The chemistry one… even if it really didn’t appear anywhere on the internet, maybe LLMs just suggest a lot of ideas and we only hear about the ones that worked. If I heard A LOT of examples like this, it would be convincing. But one just seems like getting lucky.
The key point is that I only need one example, so it doesn’t matter whether or not the LLM simply got it lucky.
However, I do agree that if I assume that the LLM got lucky, this would be very bad in a practical sense, as this would make such insights take a long time to repeat by pure chance.
A key worldview here is that I think it’s rarely productive to debate whether or not AI has a fundamentally incapable at a certain task, because if we allow arbitrary resources, and especially arbitrary designs subject only to the loosest requirements of existence, we can solve any problem with AI/create ASI trivially, and the actual question is whether a certain approach can actually do the task in question with limits on resources.

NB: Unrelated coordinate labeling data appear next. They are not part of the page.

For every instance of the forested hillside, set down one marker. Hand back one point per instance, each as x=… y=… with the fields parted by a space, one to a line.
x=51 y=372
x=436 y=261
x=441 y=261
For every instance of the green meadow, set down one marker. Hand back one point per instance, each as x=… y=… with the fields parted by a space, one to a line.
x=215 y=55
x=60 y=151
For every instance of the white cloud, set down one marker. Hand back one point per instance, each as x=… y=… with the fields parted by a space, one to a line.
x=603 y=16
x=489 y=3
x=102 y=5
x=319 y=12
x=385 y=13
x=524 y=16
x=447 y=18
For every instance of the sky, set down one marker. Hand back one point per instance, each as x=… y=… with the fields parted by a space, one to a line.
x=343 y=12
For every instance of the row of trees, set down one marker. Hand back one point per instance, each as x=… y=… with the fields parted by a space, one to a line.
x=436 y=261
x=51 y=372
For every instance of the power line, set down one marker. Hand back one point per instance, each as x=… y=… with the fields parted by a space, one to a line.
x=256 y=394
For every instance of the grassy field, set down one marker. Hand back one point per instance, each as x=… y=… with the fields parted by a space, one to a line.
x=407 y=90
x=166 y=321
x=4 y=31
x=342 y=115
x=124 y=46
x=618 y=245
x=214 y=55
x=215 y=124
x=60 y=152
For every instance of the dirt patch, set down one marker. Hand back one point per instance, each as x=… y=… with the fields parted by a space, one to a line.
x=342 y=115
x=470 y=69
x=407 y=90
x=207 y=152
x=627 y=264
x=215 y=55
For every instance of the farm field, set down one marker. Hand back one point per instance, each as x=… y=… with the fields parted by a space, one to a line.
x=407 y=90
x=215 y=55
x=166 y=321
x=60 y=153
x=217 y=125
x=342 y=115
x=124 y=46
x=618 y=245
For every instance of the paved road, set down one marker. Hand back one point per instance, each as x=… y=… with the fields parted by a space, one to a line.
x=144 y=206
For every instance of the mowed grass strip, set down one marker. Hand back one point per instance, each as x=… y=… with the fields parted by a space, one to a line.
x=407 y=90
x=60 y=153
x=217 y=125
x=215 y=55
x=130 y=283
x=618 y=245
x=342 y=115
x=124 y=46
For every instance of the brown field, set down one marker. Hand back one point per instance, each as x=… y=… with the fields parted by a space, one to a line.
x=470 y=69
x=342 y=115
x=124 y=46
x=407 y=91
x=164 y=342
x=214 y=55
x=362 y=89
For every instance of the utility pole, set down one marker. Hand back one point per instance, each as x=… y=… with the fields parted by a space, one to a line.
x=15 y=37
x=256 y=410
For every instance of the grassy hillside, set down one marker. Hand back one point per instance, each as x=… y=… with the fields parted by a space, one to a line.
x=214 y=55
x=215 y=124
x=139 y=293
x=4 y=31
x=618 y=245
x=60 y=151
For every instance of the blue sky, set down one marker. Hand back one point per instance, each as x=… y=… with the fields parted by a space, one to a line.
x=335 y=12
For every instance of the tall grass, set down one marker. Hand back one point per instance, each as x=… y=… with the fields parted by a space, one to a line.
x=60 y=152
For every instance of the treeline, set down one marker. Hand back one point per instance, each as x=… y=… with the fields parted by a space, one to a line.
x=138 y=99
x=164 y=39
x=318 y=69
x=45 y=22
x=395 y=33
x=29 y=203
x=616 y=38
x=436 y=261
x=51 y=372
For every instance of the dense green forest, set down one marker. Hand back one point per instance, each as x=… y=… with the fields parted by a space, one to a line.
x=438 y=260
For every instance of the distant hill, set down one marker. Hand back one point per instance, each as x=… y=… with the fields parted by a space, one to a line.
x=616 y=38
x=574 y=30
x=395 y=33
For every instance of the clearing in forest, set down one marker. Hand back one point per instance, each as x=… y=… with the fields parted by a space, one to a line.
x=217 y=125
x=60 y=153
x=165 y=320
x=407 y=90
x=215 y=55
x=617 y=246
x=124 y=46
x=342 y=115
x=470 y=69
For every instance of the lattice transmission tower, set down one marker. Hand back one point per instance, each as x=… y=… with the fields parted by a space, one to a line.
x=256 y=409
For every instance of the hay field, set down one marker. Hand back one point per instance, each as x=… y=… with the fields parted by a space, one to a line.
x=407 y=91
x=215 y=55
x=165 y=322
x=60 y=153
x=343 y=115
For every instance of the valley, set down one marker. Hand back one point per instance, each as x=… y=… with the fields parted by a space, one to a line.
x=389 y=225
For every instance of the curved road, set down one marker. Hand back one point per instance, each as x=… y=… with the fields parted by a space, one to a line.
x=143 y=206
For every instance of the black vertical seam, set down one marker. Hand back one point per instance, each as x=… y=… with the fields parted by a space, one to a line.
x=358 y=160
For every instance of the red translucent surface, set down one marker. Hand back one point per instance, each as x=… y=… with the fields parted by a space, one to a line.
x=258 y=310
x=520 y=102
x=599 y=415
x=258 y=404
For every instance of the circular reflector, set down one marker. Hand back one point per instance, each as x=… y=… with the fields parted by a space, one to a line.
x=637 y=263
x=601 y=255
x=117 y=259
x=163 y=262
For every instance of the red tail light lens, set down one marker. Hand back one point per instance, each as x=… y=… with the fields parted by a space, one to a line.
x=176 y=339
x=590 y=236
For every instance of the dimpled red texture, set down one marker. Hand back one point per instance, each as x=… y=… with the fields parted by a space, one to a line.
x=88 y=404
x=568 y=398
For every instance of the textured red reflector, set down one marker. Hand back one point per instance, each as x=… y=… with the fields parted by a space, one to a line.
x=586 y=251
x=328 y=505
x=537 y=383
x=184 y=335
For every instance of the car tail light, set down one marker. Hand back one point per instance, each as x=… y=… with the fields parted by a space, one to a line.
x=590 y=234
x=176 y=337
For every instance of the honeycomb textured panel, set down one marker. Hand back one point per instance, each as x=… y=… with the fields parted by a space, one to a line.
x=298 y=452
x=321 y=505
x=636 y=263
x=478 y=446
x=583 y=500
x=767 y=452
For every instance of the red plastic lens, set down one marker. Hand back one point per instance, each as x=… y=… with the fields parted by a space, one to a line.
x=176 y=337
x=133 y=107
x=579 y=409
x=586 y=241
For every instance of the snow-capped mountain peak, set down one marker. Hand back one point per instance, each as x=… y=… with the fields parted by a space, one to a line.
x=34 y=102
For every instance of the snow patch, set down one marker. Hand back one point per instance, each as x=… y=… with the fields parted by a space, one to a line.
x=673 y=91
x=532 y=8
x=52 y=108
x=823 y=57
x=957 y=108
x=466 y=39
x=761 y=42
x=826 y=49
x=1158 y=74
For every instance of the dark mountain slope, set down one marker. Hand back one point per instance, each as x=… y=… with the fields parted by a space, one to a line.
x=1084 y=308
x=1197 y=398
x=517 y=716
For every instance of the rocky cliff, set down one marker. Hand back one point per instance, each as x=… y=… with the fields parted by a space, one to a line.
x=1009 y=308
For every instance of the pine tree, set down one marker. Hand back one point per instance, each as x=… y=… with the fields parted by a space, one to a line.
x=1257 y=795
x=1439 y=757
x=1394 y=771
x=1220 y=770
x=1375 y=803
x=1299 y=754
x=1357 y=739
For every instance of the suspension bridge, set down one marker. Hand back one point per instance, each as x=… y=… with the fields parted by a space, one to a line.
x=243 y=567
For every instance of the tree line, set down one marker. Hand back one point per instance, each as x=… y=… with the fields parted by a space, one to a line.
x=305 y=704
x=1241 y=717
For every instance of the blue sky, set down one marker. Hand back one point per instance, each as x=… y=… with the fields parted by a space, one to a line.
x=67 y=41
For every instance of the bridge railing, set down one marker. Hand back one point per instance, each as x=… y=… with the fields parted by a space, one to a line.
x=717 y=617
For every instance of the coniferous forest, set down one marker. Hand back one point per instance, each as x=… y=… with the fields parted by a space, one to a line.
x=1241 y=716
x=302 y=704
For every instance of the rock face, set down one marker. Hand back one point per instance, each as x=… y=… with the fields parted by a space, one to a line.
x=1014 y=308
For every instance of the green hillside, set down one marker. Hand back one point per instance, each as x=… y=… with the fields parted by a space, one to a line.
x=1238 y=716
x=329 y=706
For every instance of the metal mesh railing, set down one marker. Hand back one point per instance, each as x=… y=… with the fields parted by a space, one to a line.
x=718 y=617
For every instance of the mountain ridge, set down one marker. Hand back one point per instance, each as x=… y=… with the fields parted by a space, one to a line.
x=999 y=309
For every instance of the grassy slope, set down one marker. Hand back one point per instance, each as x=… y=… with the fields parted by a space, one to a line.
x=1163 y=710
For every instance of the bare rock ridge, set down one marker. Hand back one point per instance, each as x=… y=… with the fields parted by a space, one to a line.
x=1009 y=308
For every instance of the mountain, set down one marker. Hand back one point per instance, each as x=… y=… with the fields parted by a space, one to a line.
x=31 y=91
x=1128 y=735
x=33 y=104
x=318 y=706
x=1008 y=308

Another way to say it is that you should always focus on the quantitative questions over the qualitative questions.
In general, overfocusing on fundamental barriers that remain even with infinite compute and not focusing on the finite compute case is one of the biggest barriers to AI progress/good AI discourse over the years (though admittedly for theoretical analysis like computational complexity part of the issue is proving stuff about computation is quite hard, and a lot of the issue is we believe that cryptography exists combined with the fact that we are quite bad at opening up the black-box of a computer, which is necessary in order to solve a lot of problems in computational complexity)
I’ll quote from a recent comment here:
Another smaller point is I tend to have a somewhat more continuous model of how much creativity AIs currently have, and while there’s a point to be made that sufficiently terrible/bad creativity is in practice not different from having 0 creativity, and it might turn out to be too inefficient to scale creativity because in-context learning scales poorly due to context windows not being a sufficient replacement for a long-term memory/continual thinking just being way more efficient than pure mesa-optimization, but I do claim that literally 0 creativity or insights is not very likely based on priors.
Really, this could be fixed by simply switching the question from “Are LLMs creative/have insights at all?” to “Is there any way to get an LLM to autonomously generate and recognize genuine scientific insights at least at the same rate as human scientists?”.
And I’d easily agree that so far, LLMs have not actually done this, especially if we require it to be as good as the best human scientists.
To be clear, I’m not smuggling in any claim that would imply that since LLMs can do a non-zero amount of insights, that this reliably scales with the current architecture into enough insights to replace AI researchers and start AI takeoff by say 2030.